Big Data is a term that’s thrown around a lot by vendors, thought leaders and the press—so much so that it’s nearly lost all meaning. In fact, most people skip “big” and immediately discuss how it’s about more than just the amount of data (and it is). That said, we should take a moment to recognize what true big data scale means.
Today we announced that Yahoo is using Hunk to analyze 600 petabytes (yes, that’s a “p”) of data in Hadoop and is analyzing over 150 terabytes per day with Splunk Enterprise. That’s real scale, and Yahoo is using the Splunk platform to get there. But while the amount is interesting, what’s really compelling is how the company is using the data.

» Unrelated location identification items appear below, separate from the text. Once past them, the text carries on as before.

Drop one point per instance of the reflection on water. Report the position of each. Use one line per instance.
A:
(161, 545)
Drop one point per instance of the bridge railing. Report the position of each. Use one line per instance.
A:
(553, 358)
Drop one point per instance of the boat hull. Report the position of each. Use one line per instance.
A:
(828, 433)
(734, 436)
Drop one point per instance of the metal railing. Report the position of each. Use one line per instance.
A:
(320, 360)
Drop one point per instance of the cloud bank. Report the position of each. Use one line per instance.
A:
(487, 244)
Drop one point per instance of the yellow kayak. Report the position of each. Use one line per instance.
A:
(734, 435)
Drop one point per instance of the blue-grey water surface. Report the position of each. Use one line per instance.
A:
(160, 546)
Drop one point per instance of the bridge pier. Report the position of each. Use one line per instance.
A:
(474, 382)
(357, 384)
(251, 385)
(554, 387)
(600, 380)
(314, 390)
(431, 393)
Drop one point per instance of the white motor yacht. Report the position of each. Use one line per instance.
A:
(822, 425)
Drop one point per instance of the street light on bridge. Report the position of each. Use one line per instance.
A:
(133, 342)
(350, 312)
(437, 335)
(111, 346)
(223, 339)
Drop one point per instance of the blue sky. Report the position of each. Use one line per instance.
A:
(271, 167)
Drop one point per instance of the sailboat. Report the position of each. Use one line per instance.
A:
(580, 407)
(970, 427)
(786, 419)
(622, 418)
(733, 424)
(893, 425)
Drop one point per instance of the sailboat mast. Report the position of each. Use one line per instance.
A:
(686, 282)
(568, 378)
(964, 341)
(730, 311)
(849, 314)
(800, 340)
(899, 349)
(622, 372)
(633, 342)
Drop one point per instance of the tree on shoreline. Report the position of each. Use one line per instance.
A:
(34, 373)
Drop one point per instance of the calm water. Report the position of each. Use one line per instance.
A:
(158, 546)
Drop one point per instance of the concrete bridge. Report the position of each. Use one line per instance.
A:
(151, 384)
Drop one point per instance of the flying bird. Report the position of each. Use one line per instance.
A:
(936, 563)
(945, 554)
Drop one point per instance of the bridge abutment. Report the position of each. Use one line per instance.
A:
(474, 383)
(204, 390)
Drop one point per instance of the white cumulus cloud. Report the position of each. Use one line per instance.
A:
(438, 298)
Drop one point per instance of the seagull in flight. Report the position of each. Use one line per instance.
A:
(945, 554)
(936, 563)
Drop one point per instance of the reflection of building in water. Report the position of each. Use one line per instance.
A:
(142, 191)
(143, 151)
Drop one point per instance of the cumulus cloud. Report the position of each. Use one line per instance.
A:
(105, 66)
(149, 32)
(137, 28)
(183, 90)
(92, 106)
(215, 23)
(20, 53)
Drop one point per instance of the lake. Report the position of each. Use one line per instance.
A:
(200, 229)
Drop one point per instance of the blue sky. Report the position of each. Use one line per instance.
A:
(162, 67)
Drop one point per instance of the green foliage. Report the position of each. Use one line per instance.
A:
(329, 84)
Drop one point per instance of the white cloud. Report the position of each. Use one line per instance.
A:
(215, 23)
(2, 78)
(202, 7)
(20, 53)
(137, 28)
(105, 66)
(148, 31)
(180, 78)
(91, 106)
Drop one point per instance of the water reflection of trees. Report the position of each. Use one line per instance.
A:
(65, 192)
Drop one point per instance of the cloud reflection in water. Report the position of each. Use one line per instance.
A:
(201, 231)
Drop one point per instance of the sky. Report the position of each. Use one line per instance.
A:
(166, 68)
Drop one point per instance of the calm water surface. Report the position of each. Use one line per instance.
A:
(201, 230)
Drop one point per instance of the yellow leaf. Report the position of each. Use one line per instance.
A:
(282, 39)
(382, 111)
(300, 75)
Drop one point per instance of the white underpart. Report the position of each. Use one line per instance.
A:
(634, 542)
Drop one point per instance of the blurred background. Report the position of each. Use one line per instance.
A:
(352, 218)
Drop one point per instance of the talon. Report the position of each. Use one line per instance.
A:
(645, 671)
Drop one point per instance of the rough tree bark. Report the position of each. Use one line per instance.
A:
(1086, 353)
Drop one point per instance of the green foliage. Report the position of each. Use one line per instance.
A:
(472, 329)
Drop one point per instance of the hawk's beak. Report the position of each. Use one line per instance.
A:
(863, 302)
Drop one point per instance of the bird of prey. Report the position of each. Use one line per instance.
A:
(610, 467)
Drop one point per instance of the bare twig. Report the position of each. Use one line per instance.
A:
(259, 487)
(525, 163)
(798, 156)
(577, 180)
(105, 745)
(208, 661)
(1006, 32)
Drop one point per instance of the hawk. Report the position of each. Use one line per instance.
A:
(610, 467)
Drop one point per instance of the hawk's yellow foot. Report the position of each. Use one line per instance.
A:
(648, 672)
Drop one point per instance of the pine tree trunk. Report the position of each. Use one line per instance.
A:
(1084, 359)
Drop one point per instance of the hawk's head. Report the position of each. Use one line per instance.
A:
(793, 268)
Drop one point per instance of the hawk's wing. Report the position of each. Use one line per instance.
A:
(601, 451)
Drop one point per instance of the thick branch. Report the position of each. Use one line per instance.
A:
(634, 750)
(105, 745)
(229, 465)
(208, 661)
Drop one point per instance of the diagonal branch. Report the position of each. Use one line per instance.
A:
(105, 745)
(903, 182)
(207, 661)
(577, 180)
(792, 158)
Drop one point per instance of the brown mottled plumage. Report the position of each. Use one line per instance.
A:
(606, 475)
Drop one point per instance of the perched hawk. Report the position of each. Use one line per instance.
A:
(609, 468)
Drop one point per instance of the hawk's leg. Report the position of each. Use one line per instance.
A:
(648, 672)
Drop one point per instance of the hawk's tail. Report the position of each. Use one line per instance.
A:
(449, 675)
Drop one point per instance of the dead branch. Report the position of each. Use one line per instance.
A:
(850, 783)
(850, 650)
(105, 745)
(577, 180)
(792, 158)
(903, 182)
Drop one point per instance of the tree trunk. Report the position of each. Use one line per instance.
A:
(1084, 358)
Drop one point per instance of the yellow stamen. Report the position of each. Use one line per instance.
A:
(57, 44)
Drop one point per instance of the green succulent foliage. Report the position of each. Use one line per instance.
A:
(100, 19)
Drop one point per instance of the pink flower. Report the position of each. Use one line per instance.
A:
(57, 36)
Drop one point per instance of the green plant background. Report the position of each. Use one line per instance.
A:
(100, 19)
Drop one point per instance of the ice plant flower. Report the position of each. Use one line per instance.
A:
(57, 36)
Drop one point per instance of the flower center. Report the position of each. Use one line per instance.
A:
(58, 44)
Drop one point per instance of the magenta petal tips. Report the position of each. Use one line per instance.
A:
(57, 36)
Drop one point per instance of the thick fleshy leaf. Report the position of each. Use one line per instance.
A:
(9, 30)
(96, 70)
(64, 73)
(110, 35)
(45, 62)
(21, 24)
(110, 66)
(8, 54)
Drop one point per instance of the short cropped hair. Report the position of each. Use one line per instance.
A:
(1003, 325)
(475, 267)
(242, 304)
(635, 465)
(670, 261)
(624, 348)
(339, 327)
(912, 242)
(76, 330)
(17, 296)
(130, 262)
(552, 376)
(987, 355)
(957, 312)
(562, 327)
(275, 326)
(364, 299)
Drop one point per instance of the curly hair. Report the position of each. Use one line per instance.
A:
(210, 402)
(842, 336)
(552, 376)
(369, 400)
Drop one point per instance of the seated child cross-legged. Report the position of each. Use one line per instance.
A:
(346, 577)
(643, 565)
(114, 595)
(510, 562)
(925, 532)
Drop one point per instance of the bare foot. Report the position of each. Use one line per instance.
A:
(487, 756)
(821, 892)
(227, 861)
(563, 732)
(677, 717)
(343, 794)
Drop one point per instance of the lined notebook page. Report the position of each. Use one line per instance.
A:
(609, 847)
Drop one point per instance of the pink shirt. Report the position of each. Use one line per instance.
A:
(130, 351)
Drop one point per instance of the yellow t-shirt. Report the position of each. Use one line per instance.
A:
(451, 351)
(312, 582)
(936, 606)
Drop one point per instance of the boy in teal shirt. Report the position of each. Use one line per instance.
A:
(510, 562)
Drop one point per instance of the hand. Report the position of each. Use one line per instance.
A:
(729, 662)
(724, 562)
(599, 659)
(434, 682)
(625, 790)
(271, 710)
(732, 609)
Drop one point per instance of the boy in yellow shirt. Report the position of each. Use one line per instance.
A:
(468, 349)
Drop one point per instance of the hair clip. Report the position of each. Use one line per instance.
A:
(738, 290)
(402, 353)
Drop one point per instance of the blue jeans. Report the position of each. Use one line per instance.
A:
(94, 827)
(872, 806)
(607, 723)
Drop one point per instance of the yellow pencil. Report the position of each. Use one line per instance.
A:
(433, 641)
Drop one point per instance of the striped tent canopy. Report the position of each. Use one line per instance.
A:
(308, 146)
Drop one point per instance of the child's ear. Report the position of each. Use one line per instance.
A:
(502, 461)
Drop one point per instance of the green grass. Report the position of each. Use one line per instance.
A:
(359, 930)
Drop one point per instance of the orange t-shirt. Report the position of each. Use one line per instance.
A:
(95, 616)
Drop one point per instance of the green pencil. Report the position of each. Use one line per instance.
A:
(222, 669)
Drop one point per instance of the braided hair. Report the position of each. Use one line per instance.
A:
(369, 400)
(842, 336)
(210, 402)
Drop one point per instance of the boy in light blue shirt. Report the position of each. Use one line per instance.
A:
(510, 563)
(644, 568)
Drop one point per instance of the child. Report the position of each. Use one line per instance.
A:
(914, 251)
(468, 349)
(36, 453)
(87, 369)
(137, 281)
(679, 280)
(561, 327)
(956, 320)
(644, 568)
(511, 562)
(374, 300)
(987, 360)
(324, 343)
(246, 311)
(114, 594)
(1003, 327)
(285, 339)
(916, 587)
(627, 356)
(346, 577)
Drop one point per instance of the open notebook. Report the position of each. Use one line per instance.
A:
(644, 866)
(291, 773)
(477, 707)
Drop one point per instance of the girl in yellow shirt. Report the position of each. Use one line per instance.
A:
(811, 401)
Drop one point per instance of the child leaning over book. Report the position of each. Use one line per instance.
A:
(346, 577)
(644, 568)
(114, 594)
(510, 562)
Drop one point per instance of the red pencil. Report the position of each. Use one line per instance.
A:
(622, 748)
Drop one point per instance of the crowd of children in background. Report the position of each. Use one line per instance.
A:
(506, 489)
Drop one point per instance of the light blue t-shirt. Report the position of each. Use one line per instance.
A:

With Hunk, the company is tracking and improving the performance and stability of its grid system, and tracking the system metrics of all of its clusters. Yahoo uses analytics on Hadoop to visually browse complex tables, meet SLAs and gain insights into historical resources. By using Hunk, the company is saving millions of dollars per year in hardware provisioning alone.
Yahoo has also deployed Splunk Enterprise as its platform for machine data. Teams ranging from IT operations, infrastructure, products and security are using Splunk Enterprise to maximize revenue by understanding customer preferences, advertising and marketing campaign popularity, and click through rates, while also addressing IT workflow issues.
By implementing Hunk and Splunk Enterprise, Yahoo is pushing the boundaries of data analytics on the “big” side of big data, but in a way that’s also addressing core needs of the business. That’s the full power of big data—and the power of the Splunk platform.